Networks, Return-On-Investment and Co-Creation
January 24, 2018 1 Comment“The most robust and resilient networks are those that create additional value for each participant while strengthening a community or ecosystem as a whole.”
– Adam Pattantyus
Return-on-investment (ROI) is not a term that I love, especially given how militantly utilitarian and narrowly it is often considered and applied. My friend, mentor, business consultant and holistic thinker Carol Sanford refers to ROI as “the future increase in value that is expected when the initial capital contribution is made.” Carol is quick to point out that capital can take many forms (financial, intellectual, social, spiritual, natural, etc.), and for network participants (or let’s call them “co-creators”) this often takes the form of investments of time, money, knowledge, creativity, and social connections.
Why would co-creators in networks take the time and risk to make such an investment? What is the expected return? Presumably, when we are talking about networks for social change, the principle driver is the desire to make a meaningful difference for people, places and purposes they care about and that they sense will be more positively impacted through network activity. Co-creators are also “kept in the network game” if participation enhances their own capabilities, grows and deepens their connections, and gives them increased opportunities to be creative, and perhaps even find a place of belonging!
“Connections create value.
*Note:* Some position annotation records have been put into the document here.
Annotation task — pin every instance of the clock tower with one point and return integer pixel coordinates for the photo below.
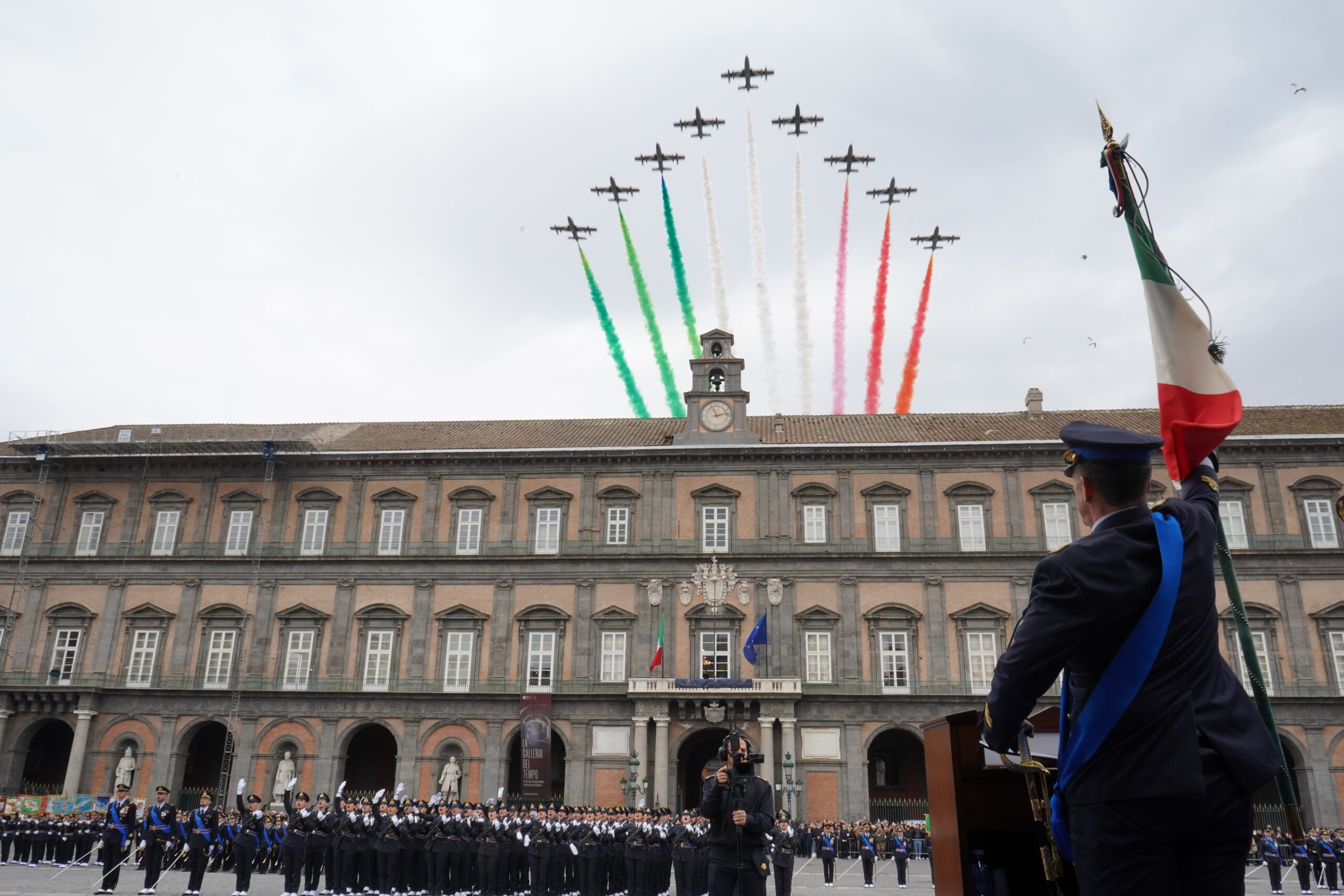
(717, 407)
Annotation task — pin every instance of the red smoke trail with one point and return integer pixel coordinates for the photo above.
(879, 323)
(908, 378)
(842, 267)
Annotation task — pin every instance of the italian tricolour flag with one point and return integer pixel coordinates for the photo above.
(1198, 402)
(658, 655)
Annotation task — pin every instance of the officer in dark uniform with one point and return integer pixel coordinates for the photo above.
(784, 847)
(738, 824)
(118, 833)
(1164, 804)
(155, 836)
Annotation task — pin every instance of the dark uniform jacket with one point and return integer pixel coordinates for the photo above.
(1085, 599)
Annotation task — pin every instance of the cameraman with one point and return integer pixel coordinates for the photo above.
(741, 812)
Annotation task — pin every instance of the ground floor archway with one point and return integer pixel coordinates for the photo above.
(515, 766)
(203, 762)
(49, 753)
(698, 753)
(370, 761)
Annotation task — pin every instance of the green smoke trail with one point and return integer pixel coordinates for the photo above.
(683, 293)
(651, 324)
(613, 343)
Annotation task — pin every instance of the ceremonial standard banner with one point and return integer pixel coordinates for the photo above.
(536, 715)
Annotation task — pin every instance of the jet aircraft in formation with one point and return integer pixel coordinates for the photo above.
(748, 73)
(699, 123)
(933, 239)
(574, 230)
(848, 159)
(890, 193)
(616, 191)
(797, 120)
(659, 156)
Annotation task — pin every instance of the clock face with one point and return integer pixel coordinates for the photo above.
(717, 417)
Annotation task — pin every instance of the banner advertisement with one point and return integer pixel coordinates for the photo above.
(536, 746)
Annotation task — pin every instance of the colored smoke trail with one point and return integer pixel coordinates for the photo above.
(879, 323)
(842, 269)
(683, 293)
(651, 324)
(772, 366)
(613, 343)
(800, 289)
(711, 226)
(908, 378)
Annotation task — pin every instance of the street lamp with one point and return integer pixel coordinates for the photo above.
(632, 787)
(788, 786)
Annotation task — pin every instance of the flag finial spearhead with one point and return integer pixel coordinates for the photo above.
(1107, 131)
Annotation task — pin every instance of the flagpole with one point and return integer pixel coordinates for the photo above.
(1113, 157)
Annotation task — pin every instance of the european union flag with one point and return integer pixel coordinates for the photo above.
(753, 640)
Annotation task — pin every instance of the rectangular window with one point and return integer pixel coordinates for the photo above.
(239, 532)
(1261, 641)
(315, 532)
(714, 655)
(66, 655)
(469, 531)
(457, 660)
(971, 524)
(815, 524)
(613, 656)
(980, 660)
(299, 659)
(166, 532)
(1336, 656)
(548, 531)
(541, 660)
(1058, 530)
(716, 529)
(219, 659)
(817, 648)
(90, 534)
(390, 532)
(15, 532)
(1320, 523)
(618, 525)
(886, 527)
(144, 650)
(896, 661)
(1234, 524)
(378, 661)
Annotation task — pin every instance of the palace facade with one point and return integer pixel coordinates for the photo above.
(374, 598)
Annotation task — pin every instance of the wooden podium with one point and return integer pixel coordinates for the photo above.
(975, 805)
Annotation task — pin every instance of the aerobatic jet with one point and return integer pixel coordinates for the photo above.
(616, 191)
(890, 193)
(933, 239)
(848, 159)
(699, 123)
(574, 230)
(659, 156)
(797, 120)
(748, 75)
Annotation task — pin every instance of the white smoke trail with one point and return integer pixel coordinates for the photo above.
(772, 366)
(800, 289)
(721, 293)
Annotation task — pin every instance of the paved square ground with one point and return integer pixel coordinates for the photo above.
(80, 882)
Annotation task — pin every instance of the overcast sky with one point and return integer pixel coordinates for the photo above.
(338, 212)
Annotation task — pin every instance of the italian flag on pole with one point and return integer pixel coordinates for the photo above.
(658, 655)
(1198, 402)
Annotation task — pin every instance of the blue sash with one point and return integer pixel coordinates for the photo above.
(1120, 683)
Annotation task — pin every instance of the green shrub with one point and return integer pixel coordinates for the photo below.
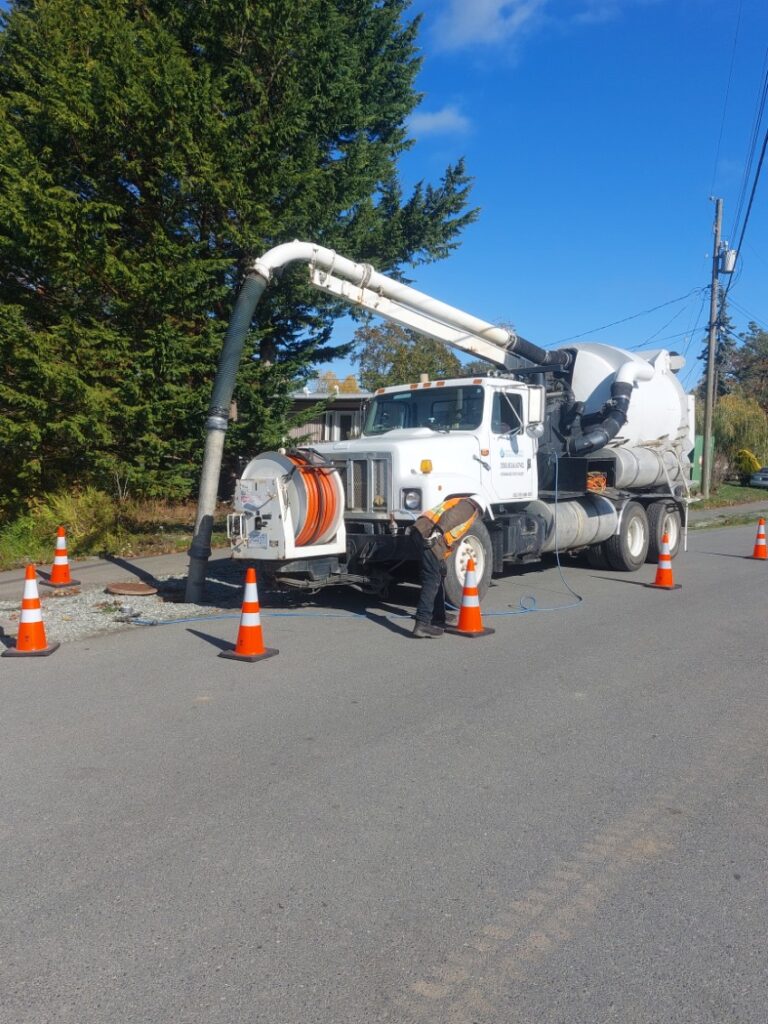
(745, 463)
(90, 517)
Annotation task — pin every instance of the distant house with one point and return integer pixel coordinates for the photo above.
(339, 412)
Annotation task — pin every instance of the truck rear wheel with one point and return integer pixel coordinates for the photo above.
(475, 545)
(663, 518)
(627, 550)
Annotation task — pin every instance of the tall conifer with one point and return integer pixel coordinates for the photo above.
(147, 152)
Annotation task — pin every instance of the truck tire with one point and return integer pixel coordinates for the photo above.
(475, 545)
(628, 549)
(663, 518)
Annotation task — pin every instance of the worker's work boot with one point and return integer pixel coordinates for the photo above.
(426, 631)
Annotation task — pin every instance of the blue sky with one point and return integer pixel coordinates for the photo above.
(596, 130)
(593, 131)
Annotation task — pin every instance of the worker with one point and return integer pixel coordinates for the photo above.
(438, 531)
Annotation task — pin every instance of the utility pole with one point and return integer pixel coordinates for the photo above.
(711, 350)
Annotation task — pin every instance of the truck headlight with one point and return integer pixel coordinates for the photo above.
(412, 499)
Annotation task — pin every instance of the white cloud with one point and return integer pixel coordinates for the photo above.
(449, 121)
(465, 23)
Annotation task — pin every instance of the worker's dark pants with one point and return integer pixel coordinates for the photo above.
(431, 606)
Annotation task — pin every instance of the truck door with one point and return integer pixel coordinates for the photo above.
(511, 457)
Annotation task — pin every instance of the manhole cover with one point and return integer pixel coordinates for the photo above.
(131, 589)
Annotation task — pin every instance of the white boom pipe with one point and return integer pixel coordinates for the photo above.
(358, 283)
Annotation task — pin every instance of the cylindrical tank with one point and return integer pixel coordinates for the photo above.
(580, 522)
(658, 407)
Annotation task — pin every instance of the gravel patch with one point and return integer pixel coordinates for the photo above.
(88, 610)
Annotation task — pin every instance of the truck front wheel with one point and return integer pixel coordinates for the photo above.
(627, 550)
(475, 545)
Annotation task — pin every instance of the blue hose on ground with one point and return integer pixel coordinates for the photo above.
(527, 603)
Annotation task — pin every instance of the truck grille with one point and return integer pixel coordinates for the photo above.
(366, 479)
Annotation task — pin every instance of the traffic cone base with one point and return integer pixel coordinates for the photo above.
(760, 551)
(13, 652)
(665, 580)
(235, 656)
(470, 621)
(250, 645)
(31, 641)
(59, 572)
(485, 631)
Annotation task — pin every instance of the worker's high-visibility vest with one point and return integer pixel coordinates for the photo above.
(451, 537)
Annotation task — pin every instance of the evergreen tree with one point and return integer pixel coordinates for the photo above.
(388, 354)
(751, 366)
(148, 150)
(725, 348)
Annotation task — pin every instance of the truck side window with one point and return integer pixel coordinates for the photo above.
(506, 414)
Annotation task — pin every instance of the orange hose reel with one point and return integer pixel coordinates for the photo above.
(321, 500)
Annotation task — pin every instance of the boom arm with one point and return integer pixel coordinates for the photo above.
(359, 285)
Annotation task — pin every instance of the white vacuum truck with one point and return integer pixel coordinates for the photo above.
(580, 448)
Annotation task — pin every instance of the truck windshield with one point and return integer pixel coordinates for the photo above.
(441, 409)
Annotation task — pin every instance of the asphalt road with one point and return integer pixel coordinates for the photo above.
(563, 823)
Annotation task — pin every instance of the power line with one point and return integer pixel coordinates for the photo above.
(754, 136)
(745, 312)
(749, 211)
(625, 320)
(727, 93)
(664, 328)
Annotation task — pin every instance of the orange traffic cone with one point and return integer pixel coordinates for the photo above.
(470, 622)
(31, 641)
(760, 548)
(665, 579)
(250, 645)
(59, 573)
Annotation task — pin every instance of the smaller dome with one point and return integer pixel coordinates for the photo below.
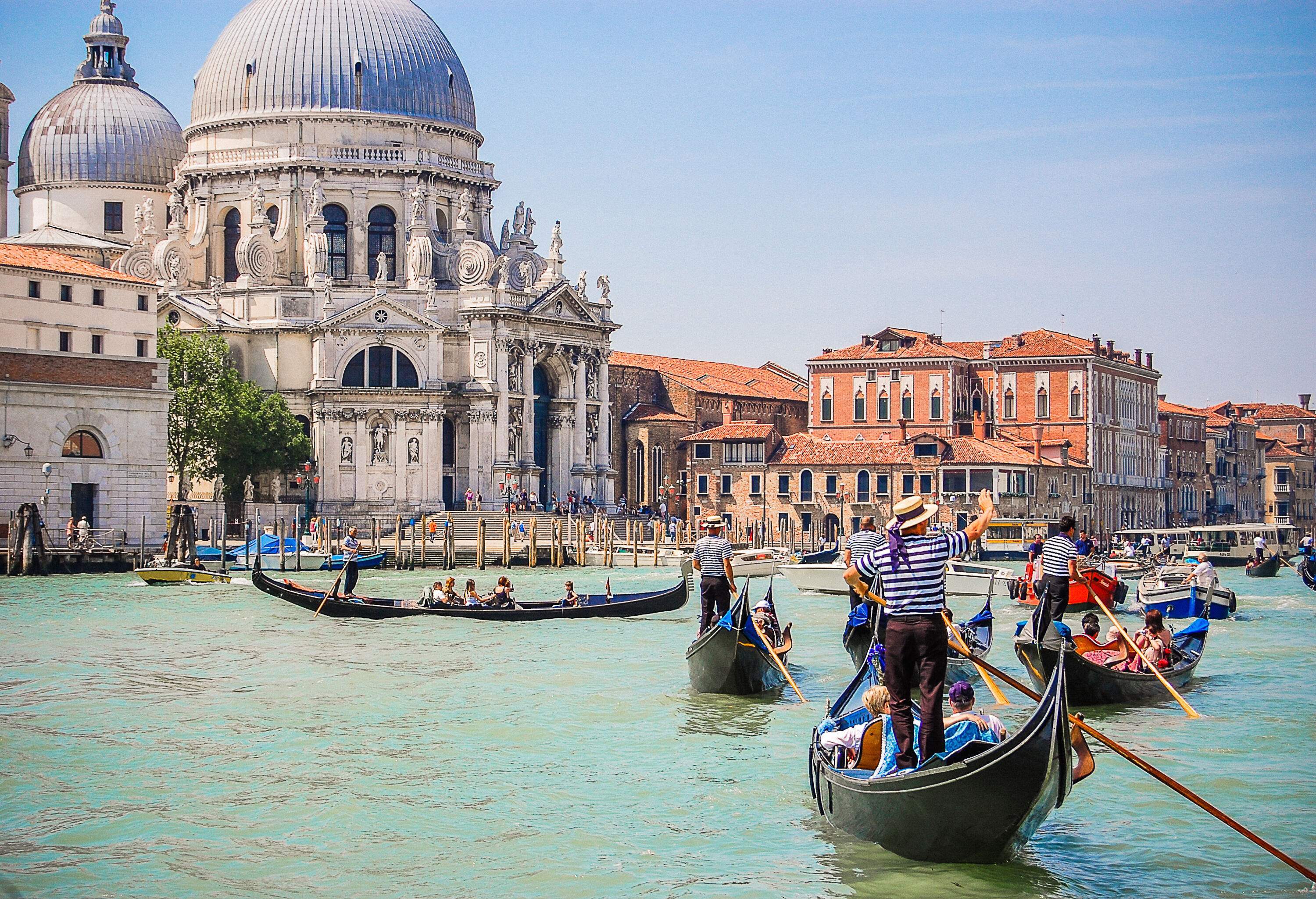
(104, 132)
The social era will reward those … that realize they don’t create value all by themselves.”
– Nilofer Merchant
So it is important for convenors and facilitators of networks to intentionally create conditions that optimize these vast possibilities, in part through establishing a baseline of trust, transparency, generosity and generativity. This also and very importantly includes being acutely aware of and deft in the handling of power dynamics and how these contribute to “othering” or create inequitable opportunities to partake and flourish. What this kind of network tending does not look like is standardized and top-down organizational procedures, didactic capacity building, and rigid centralized “management.” It is more in the direction of leading with authentic care and curiosity, listening, inviting and considering all contributions and the fullness of each co-creator, and making space for emergent opportunities.
This kind of approach is rooted in a belief that human beings are, in Carol Sanford’s words, “open-ended in their capacity for growth and development.” So there really is an evolutionary mindset at play here, such that the overall orientation of the network is towards continuously elevating what it believes it and its co-creators can do. In the end, each and every co-creator should have a role in establishing and stretching the limits of the network’s potential.
How does this align with your network building efforts?
“Weave real connections, create real nodes, build real houses.
Live a life you can endure: Make love that is loving.
Keep tangling and interweaving and taking more in,
a thicket and bramble wilderness to the outside but to us
interconnected with rabbit runs and burrows and lairs.”– Marge Piercy (from “The Seven of Pentacles”)
1 Comment
It is interesting to see the effects of this kind of revolutionary network tending on more traditional institutions, or rather on the PEOPLE who work in more traditional, top-down, hierarchical institutions. They often feel a push/pull between a human desire to connect and the demands of their workplace. The network fosters an evolution of their spirit that may be uncomfortable in their current structure, but that ultimately nudges them and their organization in a good direction.